Un Edipo si sente insolentito, presago della colpa che pure non c’è ancora, strattona il mendico come fece il Tebano con Tiresia. Ma Tiresia reagisce ed aggredisce con la parola, conoscendo il passato di lui e il futuro come solamente in pochi mostrano di percepire. Il Nigeriano Alika, ambulante per necessità ed elemosinante per le strade marchigiane, aggredito cade e con ciò non si salva.
Il sospetto straniero che già tale era perché elemosinante si conferma sospetto proprio perché cade, del tutto impotente ed indifeso, senza più nemmeno il sostegno della stampella. Si mostra così, unica, l’occasione per il furioso piacere di uccidere a mani nude davanti a tutti. Invece che un Nigeriano adulto, fosse stato un bambino intollerabile elemosinante, non sarebbe stato diverso!
Tanto, la colpa sarebbe ricaduta come è ricaduta su tutti noi, mentre in tanti assistevano e nel frattempo, indignata ma molto distante e solamente di dentro e mugugnata, risuonava l’univoca voce disperata del Coro.
Franco Petramala
Alika il Nigeriano
In un recente “fondino” dal titolo “Edipo Re ed Alika il Nigeriano “, Franco Petramala, da par suo, formula sintetiche ma efficaci riflessioni sul caso dell'uccisione di Alika.
Mi ha colpito in particolare, il richiamo allo straniero elemosinante “eppur sospetto come chiunque chieda l’elemosina e senza la protezione antica del sagrato di una Chiesa!”.
Questa affermazione racchiude in sé una storia lunghissima sul cosiddetto privilegio del foro e dell'asilo connesso all'immunità ecclesiastica che nell'età carolingia acquista una formale definizione giuridica.

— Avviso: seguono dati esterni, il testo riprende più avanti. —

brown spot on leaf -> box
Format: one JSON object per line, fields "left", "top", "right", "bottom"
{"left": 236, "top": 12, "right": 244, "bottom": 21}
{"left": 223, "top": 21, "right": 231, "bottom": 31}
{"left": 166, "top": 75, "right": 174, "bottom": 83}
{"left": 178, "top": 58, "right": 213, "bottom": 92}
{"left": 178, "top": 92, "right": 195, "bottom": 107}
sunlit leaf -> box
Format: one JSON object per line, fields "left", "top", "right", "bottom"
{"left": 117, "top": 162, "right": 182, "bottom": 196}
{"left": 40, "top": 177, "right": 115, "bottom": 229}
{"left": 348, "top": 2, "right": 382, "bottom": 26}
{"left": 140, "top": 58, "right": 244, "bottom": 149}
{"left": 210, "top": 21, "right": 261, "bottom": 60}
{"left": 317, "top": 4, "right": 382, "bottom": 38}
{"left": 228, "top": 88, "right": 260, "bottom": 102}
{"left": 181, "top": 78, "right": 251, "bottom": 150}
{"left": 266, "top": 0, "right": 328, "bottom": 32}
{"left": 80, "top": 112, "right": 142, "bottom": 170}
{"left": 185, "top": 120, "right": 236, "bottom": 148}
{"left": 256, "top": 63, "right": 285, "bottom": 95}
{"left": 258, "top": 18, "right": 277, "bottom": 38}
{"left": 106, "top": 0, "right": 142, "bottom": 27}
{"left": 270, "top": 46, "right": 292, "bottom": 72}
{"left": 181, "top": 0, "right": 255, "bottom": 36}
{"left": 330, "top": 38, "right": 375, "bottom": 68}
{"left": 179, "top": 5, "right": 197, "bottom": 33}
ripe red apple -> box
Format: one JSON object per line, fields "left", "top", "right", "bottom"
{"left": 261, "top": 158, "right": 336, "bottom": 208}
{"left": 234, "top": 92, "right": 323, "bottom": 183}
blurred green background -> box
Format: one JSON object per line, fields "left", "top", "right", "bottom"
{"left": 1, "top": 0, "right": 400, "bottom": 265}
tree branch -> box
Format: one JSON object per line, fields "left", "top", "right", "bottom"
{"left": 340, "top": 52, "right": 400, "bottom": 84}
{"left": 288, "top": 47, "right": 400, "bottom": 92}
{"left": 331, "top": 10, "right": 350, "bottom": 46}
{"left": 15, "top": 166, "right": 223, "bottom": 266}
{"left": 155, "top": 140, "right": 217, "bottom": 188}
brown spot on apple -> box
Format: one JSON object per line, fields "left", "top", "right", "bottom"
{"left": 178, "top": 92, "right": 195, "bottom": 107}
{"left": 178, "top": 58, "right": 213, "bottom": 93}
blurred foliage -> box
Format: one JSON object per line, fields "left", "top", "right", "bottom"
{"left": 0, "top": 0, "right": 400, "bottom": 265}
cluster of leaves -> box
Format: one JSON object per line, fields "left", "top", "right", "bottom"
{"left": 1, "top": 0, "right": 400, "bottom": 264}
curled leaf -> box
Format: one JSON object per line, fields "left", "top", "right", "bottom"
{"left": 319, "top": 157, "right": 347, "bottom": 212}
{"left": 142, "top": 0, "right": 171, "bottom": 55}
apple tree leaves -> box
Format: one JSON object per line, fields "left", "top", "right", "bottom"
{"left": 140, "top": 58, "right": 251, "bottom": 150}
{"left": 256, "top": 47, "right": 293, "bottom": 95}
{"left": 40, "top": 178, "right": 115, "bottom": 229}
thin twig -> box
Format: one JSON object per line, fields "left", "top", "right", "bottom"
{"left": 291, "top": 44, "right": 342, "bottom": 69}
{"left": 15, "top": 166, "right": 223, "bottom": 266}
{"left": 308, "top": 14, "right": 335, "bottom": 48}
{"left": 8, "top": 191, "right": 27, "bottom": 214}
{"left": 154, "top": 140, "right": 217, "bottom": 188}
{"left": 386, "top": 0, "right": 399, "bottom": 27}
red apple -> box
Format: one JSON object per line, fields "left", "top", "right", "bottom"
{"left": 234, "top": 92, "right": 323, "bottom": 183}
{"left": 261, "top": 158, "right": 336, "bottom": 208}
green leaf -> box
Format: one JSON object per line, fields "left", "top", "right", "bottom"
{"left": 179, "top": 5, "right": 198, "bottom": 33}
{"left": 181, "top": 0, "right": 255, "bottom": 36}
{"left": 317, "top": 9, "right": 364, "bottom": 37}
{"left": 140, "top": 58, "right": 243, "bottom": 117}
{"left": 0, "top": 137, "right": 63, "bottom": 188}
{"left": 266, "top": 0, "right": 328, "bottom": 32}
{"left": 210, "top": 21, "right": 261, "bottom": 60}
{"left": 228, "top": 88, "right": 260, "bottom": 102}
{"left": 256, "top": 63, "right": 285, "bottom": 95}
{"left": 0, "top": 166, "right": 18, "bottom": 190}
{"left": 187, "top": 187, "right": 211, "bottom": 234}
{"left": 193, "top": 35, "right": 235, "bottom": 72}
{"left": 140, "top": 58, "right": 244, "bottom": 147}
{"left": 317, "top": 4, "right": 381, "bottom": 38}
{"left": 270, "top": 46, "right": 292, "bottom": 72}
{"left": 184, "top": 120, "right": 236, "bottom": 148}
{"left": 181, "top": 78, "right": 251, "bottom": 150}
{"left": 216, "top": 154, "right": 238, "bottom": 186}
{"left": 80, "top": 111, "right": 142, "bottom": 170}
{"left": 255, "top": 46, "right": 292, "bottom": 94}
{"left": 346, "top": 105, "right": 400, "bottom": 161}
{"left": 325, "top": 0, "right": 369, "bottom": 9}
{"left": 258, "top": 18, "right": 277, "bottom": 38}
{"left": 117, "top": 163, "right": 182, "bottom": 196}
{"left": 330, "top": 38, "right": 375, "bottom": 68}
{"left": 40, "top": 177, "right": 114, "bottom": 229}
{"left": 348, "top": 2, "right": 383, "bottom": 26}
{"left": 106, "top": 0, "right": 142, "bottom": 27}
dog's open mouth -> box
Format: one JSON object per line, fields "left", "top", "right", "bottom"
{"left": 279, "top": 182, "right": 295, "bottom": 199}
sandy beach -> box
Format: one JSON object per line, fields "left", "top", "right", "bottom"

Per evitare l'abuso di tali privilegi che impedivano che i “confugiati” potessero venire estratti violentemente dai luoghi sui cui si esercitava la competenza ecclesiastica, nel 1591 Gregorio XIV con la Bolla Cum Alias Nonnullis, escluse ufficialmente dall’immunità ecclesiastica gli assaltatori di strada, i “publici latrones”, gli eretici, i traditori o coloro che avevano commesso omicidi o mutilazioni.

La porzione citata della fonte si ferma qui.